東京のサグラダ・ファミリア「蟻鱒鳶ル」が約10メートル移動 着工から20年、来年2月に完成へ

南方向へ(左から右)の曳家工事が行われた蟻鱒鳶ル。9月20日と22日に撮影された2枚の写真を合成
東京都港区三田の聖坂に建築中の不思議なビル「蟻鱒鳶(ありますとんび)ル」を南東に約10メートル移動させる曳家(ひきや)工事が今月、終了した。建築家の岡啓輔さん(60)が設計も施工も自ら担って20年にわたり作り続けてきた「セルフビルド建築」は、来年2月に完成する予定だ。

今年8月に行われた曳家。東方向へ(写真左から右)9メートル移動した
曳家工事は8月下旬から10月上旬にかけて実施され、まず東方向に約9メートル、次に南方向に約8メートル移動。岡さんらが見守る中、ビルは特別に設置されたレールに乗り、肉眼では捉えられないほどのゆっくりとしたスピードで少しずつ進んでいった。

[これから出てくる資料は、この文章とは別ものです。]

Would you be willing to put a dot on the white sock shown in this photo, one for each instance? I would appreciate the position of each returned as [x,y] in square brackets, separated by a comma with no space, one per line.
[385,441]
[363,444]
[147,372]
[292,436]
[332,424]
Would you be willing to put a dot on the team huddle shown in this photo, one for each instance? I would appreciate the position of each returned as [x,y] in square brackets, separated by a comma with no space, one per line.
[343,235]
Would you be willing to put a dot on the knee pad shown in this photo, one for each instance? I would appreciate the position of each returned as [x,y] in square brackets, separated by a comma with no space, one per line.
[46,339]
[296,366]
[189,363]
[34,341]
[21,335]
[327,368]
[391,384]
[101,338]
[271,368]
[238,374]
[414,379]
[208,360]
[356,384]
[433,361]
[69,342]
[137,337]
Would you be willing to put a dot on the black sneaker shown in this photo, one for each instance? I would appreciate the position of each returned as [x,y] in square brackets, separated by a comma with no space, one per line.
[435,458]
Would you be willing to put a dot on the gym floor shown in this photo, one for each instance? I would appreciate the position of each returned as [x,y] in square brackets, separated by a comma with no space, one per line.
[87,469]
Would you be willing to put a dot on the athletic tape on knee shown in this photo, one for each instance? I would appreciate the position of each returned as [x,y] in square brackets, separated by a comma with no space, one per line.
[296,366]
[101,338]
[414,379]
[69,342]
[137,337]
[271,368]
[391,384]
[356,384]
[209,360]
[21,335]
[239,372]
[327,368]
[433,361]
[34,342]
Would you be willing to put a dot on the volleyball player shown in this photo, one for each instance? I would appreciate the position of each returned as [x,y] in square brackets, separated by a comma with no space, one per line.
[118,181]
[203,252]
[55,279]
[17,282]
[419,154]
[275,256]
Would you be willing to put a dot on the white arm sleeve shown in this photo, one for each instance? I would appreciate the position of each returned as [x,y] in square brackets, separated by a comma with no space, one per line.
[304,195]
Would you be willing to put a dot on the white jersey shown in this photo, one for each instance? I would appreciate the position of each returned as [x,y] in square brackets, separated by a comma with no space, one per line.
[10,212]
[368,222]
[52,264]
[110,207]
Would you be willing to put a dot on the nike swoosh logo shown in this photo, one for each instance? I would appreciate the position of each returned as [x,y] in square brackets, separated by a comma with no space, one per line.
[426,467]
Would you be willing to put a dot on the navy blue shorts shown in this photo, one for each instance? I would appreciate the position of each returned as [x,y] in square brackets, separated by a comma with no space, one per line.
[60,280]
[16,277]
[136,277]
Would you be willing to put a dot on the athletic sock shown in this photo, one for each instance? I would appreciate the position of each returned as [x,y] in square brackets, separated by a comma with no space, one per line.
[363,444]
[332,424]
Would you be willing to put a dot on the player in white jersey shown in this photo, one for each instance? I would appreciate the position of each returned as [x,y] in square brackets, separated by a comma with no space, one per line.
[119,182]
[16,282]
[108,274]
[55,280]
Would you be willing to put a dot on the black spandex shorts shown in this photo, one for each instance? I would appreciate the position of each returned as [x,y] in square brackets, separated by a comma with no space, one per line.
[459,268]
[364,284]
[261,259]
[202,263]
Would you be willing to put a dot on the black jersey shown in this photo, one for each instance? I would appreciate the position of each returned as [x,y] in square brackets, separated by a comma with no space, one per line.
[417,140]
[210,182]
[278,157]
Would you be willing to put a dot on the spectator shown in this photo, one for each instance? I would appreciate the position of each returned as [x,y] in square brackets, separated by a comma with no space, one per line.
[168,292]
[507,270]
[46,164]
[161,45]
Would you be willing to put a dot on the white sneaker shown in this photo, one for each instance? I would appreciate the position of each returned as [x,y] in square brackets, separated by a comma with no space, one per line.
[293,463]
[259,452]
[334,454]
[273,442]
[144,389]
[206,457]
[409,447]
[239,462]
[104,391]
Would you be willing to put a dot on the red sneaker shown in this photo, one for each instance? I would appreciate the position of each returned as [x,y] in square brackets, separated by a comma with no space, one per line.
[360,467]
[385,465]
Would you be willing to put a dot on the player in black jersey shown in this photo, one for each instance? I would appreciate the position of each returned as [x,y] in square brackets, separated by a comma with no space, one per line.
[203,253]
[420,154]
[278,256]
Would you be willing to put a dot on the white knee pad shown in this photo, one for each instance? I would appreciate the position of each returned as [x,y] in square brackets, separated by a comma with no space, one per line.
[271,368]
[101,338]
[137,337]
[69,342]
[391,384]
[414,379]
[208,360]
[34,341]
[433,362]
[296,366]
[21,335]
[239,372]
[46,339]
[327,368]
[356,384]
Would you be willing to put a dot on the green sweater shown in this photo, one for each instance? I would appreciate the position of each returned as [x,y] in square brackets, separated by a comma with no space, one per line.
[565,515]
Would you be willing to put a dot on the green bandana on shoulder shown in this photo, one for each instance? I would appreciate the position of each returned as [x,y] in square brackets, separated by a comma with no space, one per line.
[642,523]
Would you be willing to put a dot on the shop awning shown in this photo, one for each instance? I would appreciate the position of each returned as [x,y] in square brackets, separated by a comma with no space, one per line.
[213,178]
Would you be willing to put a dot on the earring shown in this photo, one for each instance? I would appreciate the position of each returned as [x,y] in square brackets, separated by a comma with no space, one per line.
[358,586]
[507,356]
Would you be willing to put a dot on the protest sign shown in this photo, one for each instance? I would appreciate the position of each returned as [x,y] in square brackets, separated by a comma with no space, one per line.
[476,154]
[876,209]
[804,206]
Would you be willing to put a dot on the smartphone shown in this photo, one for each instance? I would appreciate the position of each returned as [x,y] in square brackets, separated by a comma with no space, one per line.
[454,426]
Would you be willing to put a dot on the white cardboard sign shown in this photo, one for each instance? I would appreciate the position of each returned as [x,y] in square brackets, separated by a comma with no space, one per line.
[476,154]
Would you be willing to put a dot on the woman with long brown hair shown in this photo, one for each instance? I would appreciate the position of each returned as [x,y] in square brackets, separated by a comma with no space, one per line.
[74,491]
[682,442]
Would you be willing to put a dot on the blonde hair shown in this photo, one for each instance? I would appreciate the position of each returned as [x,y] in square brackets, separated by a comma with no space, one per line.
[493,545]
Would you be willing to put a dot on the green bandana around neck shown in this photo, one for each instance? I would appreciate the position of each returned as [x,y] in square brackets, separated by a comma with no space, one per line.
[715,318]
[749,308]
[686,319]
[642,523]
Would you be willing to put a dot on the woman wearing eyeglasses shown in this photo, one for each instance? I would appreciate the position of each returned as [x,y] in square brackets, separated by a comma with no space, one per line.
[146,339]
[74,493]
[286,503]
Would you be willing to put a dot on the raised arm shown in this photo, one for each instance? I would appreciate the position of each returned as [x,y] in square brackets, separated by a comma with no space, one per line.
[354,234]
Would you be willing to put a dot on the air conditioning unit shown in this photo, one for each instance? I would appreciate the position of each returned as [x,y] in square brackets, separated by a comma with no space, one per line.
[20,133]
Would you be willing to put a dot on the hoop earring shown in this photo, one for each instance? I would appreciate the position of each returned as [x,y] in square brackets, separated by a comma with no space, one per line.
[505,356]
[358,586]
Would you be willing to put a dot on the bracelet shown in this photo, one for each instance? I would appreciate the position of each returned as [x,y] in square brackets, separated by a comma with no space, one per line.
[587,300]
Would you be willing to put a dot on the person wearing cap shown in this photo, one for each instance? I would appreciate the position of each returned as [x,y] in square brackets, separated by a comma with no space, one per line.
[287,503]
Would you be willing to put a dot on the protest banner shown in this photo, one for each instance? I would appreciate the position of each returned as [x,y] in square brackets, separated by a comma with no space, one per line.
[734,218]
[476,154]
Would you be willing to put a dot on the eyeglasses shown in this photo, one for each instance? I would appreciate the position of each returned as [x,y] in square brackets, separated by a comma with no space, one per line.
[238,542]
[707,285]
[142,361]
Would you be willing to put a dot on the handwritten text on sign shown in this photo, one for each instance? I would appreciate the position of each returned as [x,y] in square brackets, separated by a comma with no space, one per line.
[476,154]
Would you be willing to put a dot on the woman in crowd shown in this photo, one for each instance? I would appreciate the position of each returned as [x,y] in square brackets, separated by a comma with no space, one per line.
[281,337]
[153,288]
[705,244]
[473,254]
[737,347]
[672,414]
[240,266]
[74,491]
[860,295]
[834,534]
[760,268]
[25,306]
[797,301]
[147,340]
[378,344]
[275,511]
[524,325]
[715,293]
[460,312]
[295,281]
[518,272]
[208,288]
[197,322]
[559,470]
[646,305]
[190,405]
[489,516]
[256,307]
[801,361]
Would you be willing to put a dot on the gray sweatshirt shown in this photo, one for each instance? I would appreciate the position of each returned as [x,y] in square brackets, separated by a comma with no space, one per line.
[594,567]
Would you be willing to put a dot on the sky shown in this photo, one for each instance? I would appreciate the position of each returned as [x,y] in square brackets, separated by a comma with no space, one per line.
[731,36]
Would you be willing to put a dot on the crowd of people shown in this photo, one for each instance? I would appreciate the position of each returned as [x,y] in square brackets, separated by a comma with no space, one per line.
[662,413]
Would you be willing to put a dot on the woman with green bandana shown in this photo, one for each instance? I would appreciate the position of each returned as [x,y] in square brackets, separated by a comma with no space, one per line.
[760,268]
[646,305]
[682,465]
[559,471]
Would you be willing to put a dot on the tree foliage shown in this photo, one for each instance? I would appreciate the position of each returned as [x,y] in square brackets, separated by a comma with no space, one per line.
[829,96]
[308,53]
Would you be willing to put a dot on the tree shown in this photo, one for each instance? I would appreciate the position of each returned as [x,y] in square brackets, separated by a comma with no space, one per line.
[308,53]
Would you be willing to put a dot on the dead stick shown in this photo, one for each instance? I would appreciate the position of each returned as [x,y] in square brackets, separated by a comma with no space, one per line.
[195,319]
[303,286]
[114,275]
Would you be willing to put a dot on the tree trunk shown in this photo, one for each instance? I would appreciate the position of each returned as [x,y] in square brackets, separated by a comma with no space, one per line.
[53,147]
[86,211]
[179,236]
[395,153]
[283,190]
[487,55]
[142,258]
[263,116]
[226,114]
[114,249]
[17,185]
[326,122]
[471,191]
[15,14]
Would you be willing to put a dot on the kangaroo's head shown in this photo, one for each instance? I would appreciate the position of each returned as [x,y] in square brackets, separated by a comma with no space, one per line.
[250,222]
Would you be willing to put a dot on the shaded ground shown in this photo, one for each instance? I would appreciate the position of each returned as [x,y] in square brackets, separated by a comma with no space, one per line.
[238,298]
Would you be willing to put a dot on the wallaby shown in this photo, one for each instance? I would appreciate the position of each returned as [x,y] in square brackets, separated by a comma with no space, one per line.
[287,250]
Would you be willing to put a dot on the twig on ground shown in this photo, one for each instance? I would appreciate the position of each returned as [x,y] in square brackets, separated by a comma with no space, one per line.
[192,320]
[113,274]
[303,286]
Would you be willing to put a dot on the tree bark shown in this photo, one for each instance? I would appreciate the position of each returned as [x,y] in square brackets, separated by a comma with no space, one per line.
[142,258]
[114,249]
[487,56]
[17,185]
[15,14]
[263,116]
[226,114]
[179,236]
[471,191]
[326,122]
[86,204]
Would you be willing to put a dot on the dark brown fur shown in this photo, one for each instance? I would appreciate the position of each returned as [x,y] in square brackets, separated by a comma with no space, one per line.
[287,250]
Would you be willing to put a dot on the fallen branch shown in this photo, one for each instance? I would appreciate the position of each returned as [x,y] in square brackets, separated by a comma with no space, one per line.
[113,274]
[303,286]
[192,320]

今年9月に行われた曳家。南方向へ(写真左から右)8メートル移動した
ビルは、岡さんの自宅用として平成17年に着工。建築面積は約24平方メートル、地上4階地下1階という狭小住宅。鉄筋コンクリート製ながら、外壁は不思議な突起や文様で覆われ、地域の名物となっている。
コンクリートの水分量を少なくしたため、専門家に「200年もつ」とお墨付きを得た頑丈さ。作業に時間がかかって工期もたびたび延び、なかなか完成しないことから「三田のサグラダ・ファミリア」と呼ばれている。
完成が遅れた理由の一つは、周辺の大規模再開発に巻き込まれたこと。交渉の結果、ビル本体の工事終了後、曳家工法で東南方向へ移築することで決着がついた。
岡さんは「こんな場所まで来たか、という感じ。20年かけてつくったものが動いて、キツネにつままれた気持ちです。残っている作業をする中でしっくりくるのかもしれませんね」と話した。来年2月まで、基礎や配管などの工事が続く。